En casa del herrero cuchillo de palo

There is a saying similar to the Spanish “en casa del herrero, cuchillo de palo”in any countries and in even more languages. But what does it really mean? The literal translation of the Spanish saying is: in the blacksmith’s house, wooden knife.

And you can somewhat get what the phrase is saying. The blacksmith is someone who works with metals, giving then shape and practical use. The Spanish word “palo” refers to a stick of wood, and anything made of “palo” is actually made of wood. So the craftsman who works with metals to give them shape and use would be neglecting his work-related skills when he is at home. It is as if you were saying: in the plumber’s house the faucets leak.

When someone says in Spain “en casa del herrero cuchillo de palo,” he or she is not necessarily criticizing the person, but expressing a common situation, which also seems to be common all over the world: The craftsman’s home is lacking that very thing which the craftsman takes care offs at work. And that amounts to not using the skills that we use at work when it comes to own private life.

A buenas horas, mangas verdes

Has anyone in Spain ever said to you “a buenas horas mangas verdes”? And have you wondered what they were trying to tell you? Well, if someone was waiting for you to bring a solution to a particular situation, and when you finally arrive the problem had already been solved, that is exactly what they were saying. That is: you are too late and your help is no longer needed.

The phrase also indicates that not only is it too late for you to fix the situation, but that now you are pretending to resolve what you should have done before—and you know it! So when someone tells you “a buenas horas mangas verdes," he or she is also implying that they are not pleased with your failure to assist when you should have, and they want you to know it.

The literal translation for the words “a buenas horas mangas verdes” is: it’s about time green sleeves—which doesn’t really make much sense. So, how did the phrase get the meaning it has today? In our research, we found out that the “mangas verdes” (green sleeves) were, in the Middle Ages, a squad of soldiers dressed in green uniforms in charge of arresting and incarcerating the criminals.
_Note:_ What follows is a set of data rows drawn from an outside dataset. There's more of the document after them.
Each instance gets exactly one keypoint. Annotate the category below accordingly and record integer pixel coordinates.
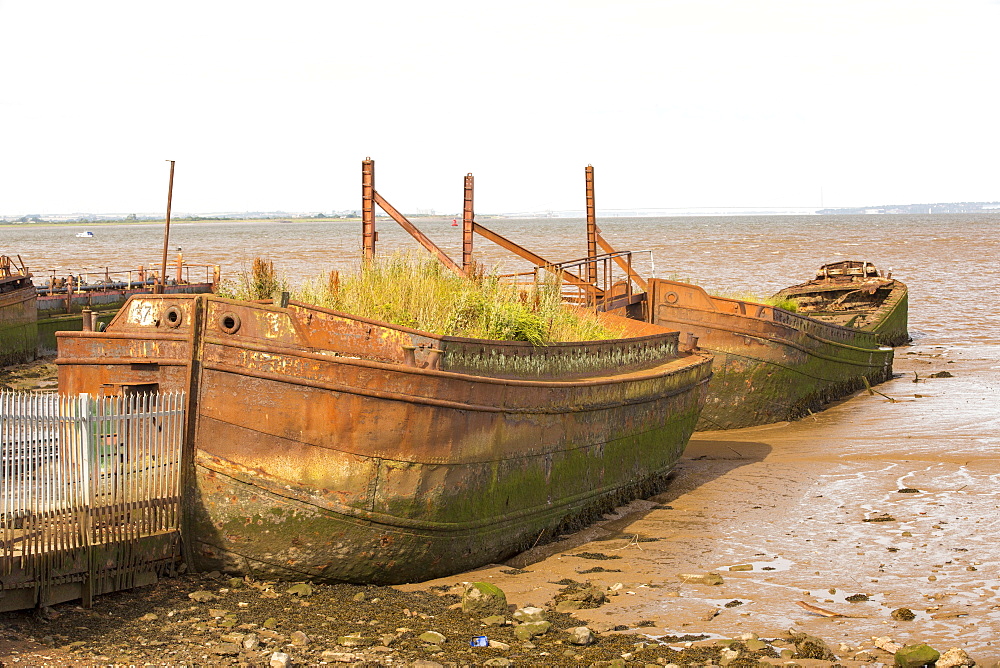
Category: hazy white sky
(701, 103)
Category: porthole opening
(229, 323)
(174, 316)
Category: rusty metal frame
(591, 224)
(534, 258)
(468, 220)
(370, 197)
(368, 236)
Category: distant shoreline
(159, 223)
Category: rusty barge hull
(57, 313)
(770, 365)
(18, 314)
(855, 294)
(342, 449)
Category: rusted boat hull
(56, 313)
(328, 447)
(770, 365)
(18, 314)
(855, 294)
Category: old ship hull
(855, 294)
(770, 365)
(18, 314)
(326, 447)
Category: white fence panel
(87, 480)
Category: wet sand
(792, 499)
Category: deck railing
(84, 482)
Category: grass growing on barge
(418, 292)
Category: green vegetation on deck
(418, 292)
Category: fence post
(86, 437)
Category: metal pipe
(591, 273)
(368, 209)
(416, 234)
(166, 232)
(468, 219)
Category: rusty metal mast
(468, 221)
(161, 287)
(371, 197)
(368, 236)
(591, 225)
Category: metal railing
(83, 482)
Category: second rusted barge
(332, 447)
(771, 364)
(18, 313)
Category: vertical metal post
(468, 220)
(368, 209)
(166, 233)
(591, 227)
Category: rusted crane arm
(417, 234)
(636, 278)
(537, 260)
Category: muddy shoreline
(790, 516)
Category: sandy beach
(815, 508)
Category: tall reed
(418, 292)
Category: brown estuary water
(788, 500)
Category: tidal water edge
(794, 500)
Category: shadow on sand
(702, 462)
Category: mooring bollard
(409, 357)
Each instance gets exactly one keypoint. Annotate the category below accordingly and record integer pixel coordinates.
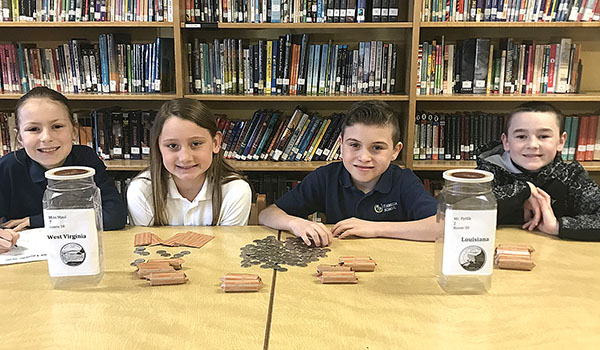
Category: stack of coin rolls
(337, 276)
(514, 257)
(358, 263)
(241, 282)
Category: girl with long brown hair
(188, 182)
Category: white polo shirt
(235, 207)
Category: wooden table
(123, 312)
(399, 306)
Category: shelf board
(583, 97)
(331, 98)
(87, 24)
(113, 96)
(442, 165)
(510, 24)
(263, 165)
(139, 165)
(384, 25)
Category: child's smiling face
(46, 131)
(533, 139)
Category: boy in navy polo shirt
(364, 195)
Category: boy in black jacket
(532, 184)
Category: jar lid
(468, 175)
(70, 173)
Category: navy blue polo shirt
(399, 195)
(22, 186)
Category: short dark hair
(373, 112)
(535, 106)
(44, 92)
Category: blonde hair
(218, 173)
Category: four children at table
(364, 195)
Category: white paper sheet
(30, 247)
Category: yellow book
(269, 66)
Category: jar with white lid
(467, 210)
(73, 227)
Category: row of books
(86, 10)
(119, 134)
(510, 10)
(272, 185)
(291, 11)
(270, 135)
(454, 136)
(110, 66)
(583, 138)
(291, 65)
(480, 66)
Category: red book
(582, 139)
(591, 137)
(551, 68)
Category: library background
(279, 74)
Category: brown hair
(541, 107)
(218, 173)
(373, 112)
(44, 92)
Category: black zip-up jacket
(575, 196)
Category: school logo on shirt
(385, 207)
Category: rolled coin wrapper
(175, 263)
(145, 269)
(166, 278)
(338, 277)
(322, 268)
(514, 257)
(241, 282)
(358, 263)
(146, 238)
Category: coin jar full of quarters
(73, 227)
(464, 254)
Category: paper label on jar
(469, 242)
(72, 242)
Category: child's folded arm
(426, 229)
(585, 199)
(139, 204)
(237, 199)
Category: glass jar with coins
(73, 227)
(464, 254)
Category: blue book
(104, 63)
(274, 67)
(317, 65)
(276, 11)
(24, 82)
(323, 69)
(309, 70)
(309, 137)
(301, 137)
(266, 135)
(264, 118)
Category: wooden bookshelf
(298, 98)
(311, 26)
(582, 97)
(409, 33)
(105, 24)
(248, 166)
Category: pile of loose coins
(270, 253)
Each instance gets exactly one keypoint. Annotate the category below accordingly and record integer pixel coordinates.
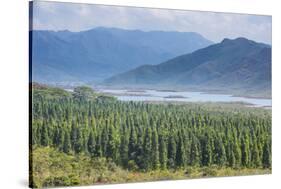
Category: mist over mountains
(94, 55)
(238, 66)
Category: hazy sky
(214, 26)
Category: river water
(183, 96)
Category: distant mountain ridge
(99, 53)
(239, 66)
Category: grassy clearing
(53, 168)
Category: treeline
(142, 137)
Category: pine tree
(172, 151)
(206, 150)
(66, 143)
(266, 160)
(194, 152)
(91, 144)
(163, 152)
(155, 150)
(147, 150)
(44, 136)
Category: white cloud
(214, 26)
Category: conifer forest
(86, 137)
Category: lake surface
(183, 96)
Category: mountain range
(99, 53)
(239, 66)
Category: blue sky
(214, 26)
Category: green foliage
(149, 137)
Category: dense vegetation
(143, 137)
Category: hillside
(239, 66)
(96, 54)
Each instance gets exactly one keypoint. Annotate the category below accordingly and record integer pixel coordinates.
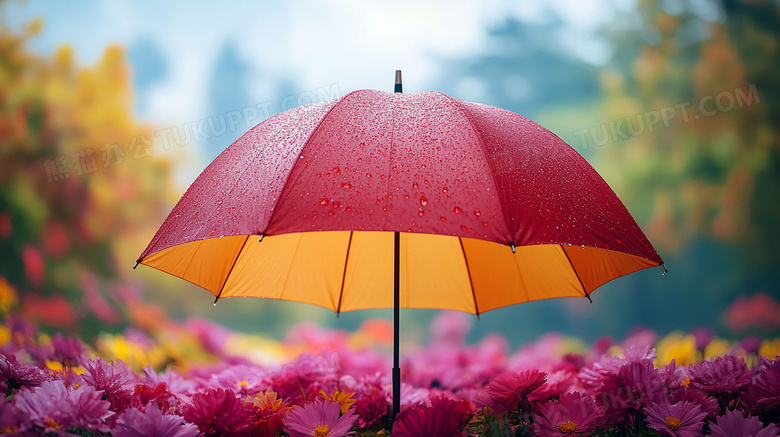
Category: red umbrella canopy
(451, 175)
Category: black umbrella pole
(396, 299)
(396, 324)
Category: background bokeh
(108, 110)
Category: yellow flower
(345, 399)
(678, 347)
(5, 335)
(54, 365)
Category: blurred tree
(80, 181)
(691, 143)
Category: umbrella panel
(353, 270)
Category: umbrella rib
(487, 161)
(344, 275)
(221, 289)
(468, 271)
(577, 274)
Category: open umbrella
(393, 200)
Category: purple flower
(766, 390)
(15, 375)
(219, 412)
(573, 413)
(707, 404)
(53, 407)
(506, 391)
(10, 418)
(633, 387)
(725, 377)
(152, 423)
(114, 379)
(682, 419)
(593, 377)
(370, 401)
(734, 424)
(319, 418)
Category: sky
(313, 45)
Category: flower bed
(201, 379)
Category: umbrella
(393, 200)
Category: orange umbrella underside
(347, 271)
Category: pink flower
(371, 403)
(114, 379)
(734, 424)
(707, 404)
(219, 412)
(15, 375)
(765, 393)
(437, 417)
(507, 391)
(594, 376)
(573, 413)
(682, 419)
(633, 387)
(152, 423)
(320, 418)
(53, 407)
(725, 377)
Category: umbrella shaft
(396, 324)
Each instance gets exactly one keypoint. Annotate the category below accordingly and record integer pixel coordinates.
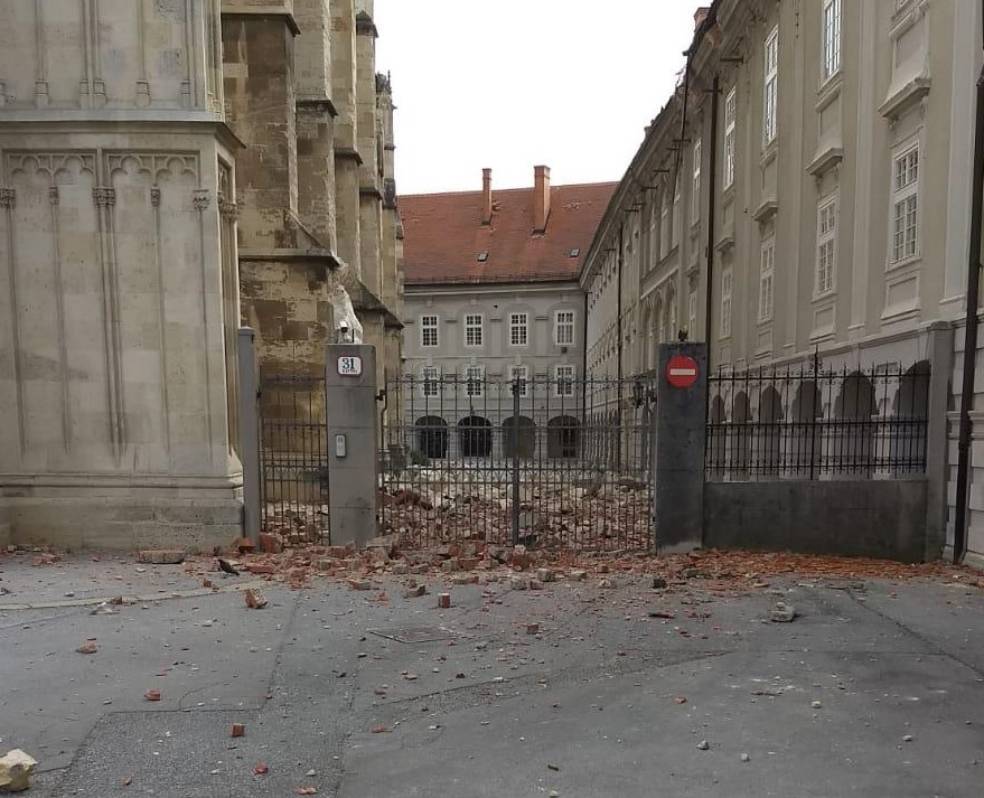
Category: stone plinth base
(123, 520)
As a rule, they were late when they arrived at the crime scene and the bandits were on the loose because of their failure to be there when needed.

A pie juntillas

“A pie juntillas” is an adverbial phrase that could be translated as blindly, without a doubt or without hesitation. An adverbial phrase is a group of words that do the work of an adverb in a phrase. So when you hear “me lo creí a pie juntillas,” you should understand “I believed it without hesitation.”
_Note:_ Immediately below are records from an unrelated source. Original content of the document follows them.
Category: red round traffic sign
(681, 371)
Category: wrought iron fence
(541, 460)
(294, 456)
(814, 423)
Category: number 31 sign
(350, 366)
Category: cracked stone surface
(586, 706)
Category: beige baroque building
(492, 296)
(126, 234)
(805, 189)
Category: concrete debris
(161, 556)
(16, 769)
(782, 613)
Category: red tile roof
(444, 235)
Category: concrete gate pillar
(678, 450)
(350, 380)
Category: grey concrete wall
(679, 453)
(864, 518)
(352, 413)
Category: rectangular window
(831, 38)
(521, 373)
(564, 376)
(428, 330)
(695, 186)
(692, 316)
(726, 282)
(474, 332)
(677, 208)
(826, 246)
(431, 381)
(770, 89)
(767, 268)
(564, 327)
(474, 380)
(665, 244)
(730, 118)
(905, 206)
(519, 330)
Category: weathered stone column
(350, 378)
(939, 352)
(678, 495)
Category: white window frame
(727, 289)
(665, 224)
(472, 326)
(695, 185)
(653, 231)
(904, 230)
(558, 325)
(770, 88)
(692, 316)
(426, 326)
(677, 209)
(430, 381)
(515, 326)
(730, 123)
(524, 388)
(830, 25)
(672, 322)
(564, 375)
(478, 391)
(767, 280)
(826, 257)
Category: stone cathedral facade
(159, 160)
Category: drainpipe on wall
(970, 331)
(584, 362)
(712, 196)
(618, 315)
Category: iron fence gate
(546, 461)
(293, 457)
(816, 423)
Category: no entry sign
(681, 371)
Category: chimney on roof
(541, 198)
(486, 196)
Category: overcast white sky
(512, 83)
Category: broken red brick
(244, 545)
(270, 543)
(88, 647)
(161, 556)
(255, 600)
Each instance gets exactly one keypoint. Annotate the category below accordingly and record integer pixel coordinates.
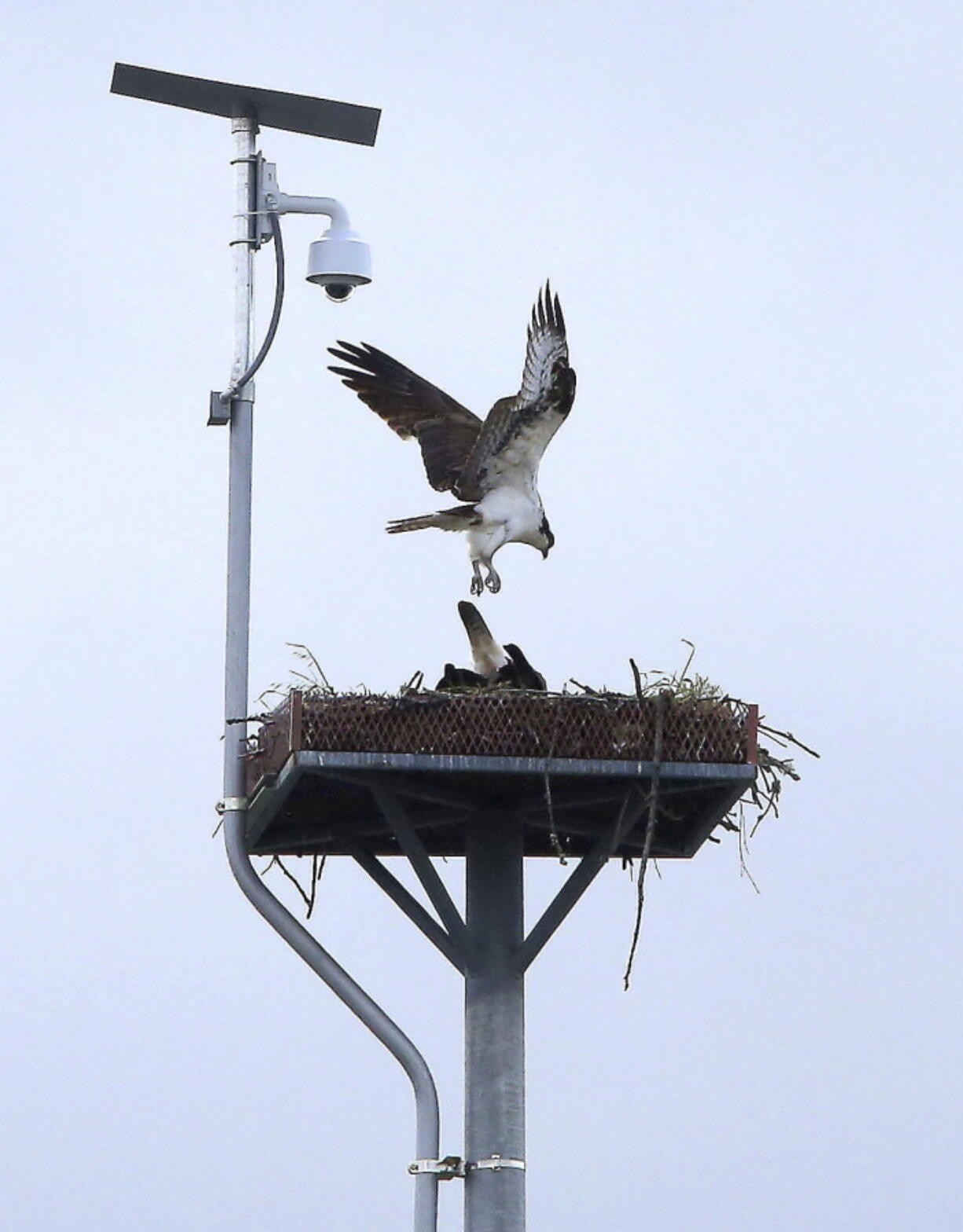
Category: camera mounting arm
(339, 262)
(271, 199)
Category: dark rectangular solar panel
(271, 108)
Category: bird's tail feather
(458, 519)
(487, 654)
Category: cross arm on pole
(579, 881)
When you take a close look at the idiomatic expression “a pie juntillas” you notice that it appears grammatically incorrect. The word “pie” is masculine in the singular form and “juntillas” is feminine in the plural form. So it is unlikely that “juntillas” is directly referring to “pie.” Because this phrase is from an ancient source, it is possible that we will not be able to find the original basis for it.
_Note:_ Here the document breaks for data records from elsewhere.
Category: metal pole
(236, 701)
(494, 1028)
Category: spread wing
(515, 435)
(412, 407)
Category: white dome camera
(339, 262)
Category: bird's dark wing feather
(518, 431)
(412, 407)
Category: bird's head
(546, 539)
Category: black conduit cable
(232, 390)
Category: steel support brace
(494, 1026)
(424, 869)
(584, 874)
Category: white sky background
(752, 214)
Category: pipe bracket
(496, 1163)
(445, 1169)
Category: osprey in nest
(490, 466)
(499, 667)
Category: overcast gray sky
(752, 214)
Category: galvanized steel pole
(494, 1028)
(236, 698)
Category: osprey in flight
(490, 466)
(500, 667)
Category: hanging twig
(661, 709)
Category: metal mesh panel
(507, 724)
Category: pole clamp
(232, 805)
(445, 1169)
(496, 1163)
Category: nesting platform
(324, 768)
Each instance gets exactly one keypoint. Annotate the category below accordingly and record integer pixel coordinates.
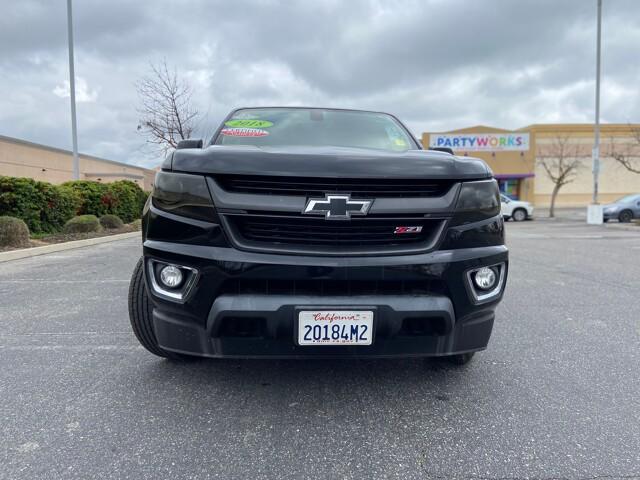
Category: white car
(515, 209)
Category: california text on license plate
(335, 327)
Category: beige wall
(615, 180)
(25, 159)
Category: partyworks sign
(481, 142)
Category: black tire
(519, 215)
(625, 216)
(141, 316)
(460, 358)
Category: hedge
(82, 224)
(123, 198)
(42, 206)
(110, 221)
(13, 232)
(45, 208)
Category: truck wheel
(141, 315)
(625, 216)
(519, 215)
(460, 358)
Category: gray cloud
(437, 64)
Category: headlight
(478, 200)
(182, 194)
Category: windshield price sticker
(244, 132)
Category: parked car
(515, 209)
(305, 232)
(624, 209)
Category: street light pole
(594, 212)
(596, 145)
(72, 89)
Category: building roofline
(28, 143)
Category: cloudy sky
(437, 64)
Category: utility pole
(594, 212)
(72, 89)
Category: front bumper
(245, 304)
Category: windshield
(314, 127)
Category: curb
(59, 247)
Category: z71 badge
(400, 230)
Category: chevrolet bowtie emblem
(337, 206)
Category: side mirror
(442, 149)
(189, 143)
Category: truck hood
(325, 162)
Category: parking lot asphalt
(556, 394)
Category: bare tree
(166, 112)
(560, 161)
(628, 153)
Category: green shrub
(95, 198)
(123, 198)
(42, 206)
(110, 221)
(136, 224)
(82, 224)
(126, 195)
(13, 232)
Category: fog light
(485, 278)
(171, 276)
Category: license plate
(335, 327)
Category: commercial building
(517, 156)
(19, 158)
Here, we will refrain from making the mistake of passing on incorrect
from one website to another—as we have seen it done in the past. We have seen how one website makes a statement that could be more or less correct or incorrect, and various others pass on that same information without apparently verifying the source. All that to say that the explanations we have found for the original source of “a pie juntillas,” ranging from a children’s game to a religious practice, seemed to imply that “juntillas” is referring to "pie"—which would be grammatically incorrect.

However a more logical explanation is that “a pie” refers to a position of standing or on foot, and “juntillas” refers to one’s legs been closed together. And that would be the proper position of one who asserts himself or is firmly standing. So “creerse algo a pie juntillas” would simply imply that she or he is standing firmly or without hesitation on that which she/he believes.

Darse con un canto en los dientes

With the idiomatic expression “darse con un canto en los dientes” we continue our weekly explanations of Spain’s popular sayings and proverbs. This one is a little tricky as we could not find an explanation of where the saying came from, that made enough sense to us.

First, the literally meaning of the saying is “to hit oneself in the teeth with a stone.” And why would you want to do that?--you might ask. Well, that is not really what you are saying. If you hear someone saying “ya me puedo dar con un canto en los dientes,” what the person is actually saying is: that is not what I really wanted, but I will consider myself fortunate, since something worse could have happened. In other word, we make a decision to be satisfied with the results obtained—even though they are not the best possible result, and we had wished that things had gone better.

So the actual meaning of the expression is much different from the literal meaning. You are counting yourself lucky, but you are hurting yourself for it? You could wonder how this idiomatic expression, “darse con un canto en los dientes” came about, and so did we. We looked for that information and found the following explanations:

1. This expression has its origin in the ancient custom of thanking God by beating oneself in the chest with a stone. To show more gratitude, the place of hitting is moved from the chest to the teeth, causing even more pain.
2. A “canto” is a fairly flat stone without any sharp points, so that the pain produced by these stones is not as sharp as the pain caused by sharp and pointed stones.
3. Perhaps it is a derivation of an ancient gesture of hitting oneself with a stone on the chest as a way of showing satisfaction when something desired had been achieved.

None of these explanations of the origin of the idiomatic expression “darse con un canto en los dientes” make enough sense to us. What about you?

Ponerse las botas

When you hear the Spanish words “ponerse las botas” (such as “en el restaurante me puse las botas”) you could very well think that person is talking about someone putting on his or her boots. And that could just be it. “Botas” are translated for boots and “ponerse” means to put on. So to put on your boots can be an appropriate translation or interpretation of those words. However, it doesn’t always have that literal meaning. When you hear that “alguien se puso las botas,” you might be hearing about something that has nothing to do with footwear and much to do with overeating.
 
In various Spanish-speaking countries the idiom is used, but with different meanings. For instance in Peru it means to take action, in Mexico to impose your own way, in Argentina to have great success, and in El Salvador to show firmness of character or authority. The Real Academia de la Lengua Española (RAE)—the official royal institution responsible for overseeing the Spanish language—has several definitions for the idiomatic expression “ponerse las botas.” They are as follows:

1.    To become rich or to achieve extraordinary profit.
2.    To take advantage of something, often in an inconsiderate way.
3.    To gorge on something pleasant.

The last definition of “ponerse las botas” is how most people In Spain use the idiom. They generally use to say that they ate a lot. So you could translate “me puse las botas” for I stuffed myself or I pigged out. Of course it is used in a colloquial way and you would not want to use the idiom in a formal setting.

One could wonder how to put on boots could end up meaning to overeat or stuff yourself. I have found a couple of explanations that make some sense. First explanation claims that boots in ancient times were a distinctive sign of the upper-class gentleman who hoards wealth—as opposed to sandals, the footwear worn by poor and lowly people. So to wear boots would suggest having or getting something in abundance. A second explanation says the formerly seamen went about barefooted to avoid slipping on deck. But once they arrived to a port they would put on their boots so they could go and stuff themselves in town. Either explanation could work for the present day use in Spain of the idiom “ponerse las botas.”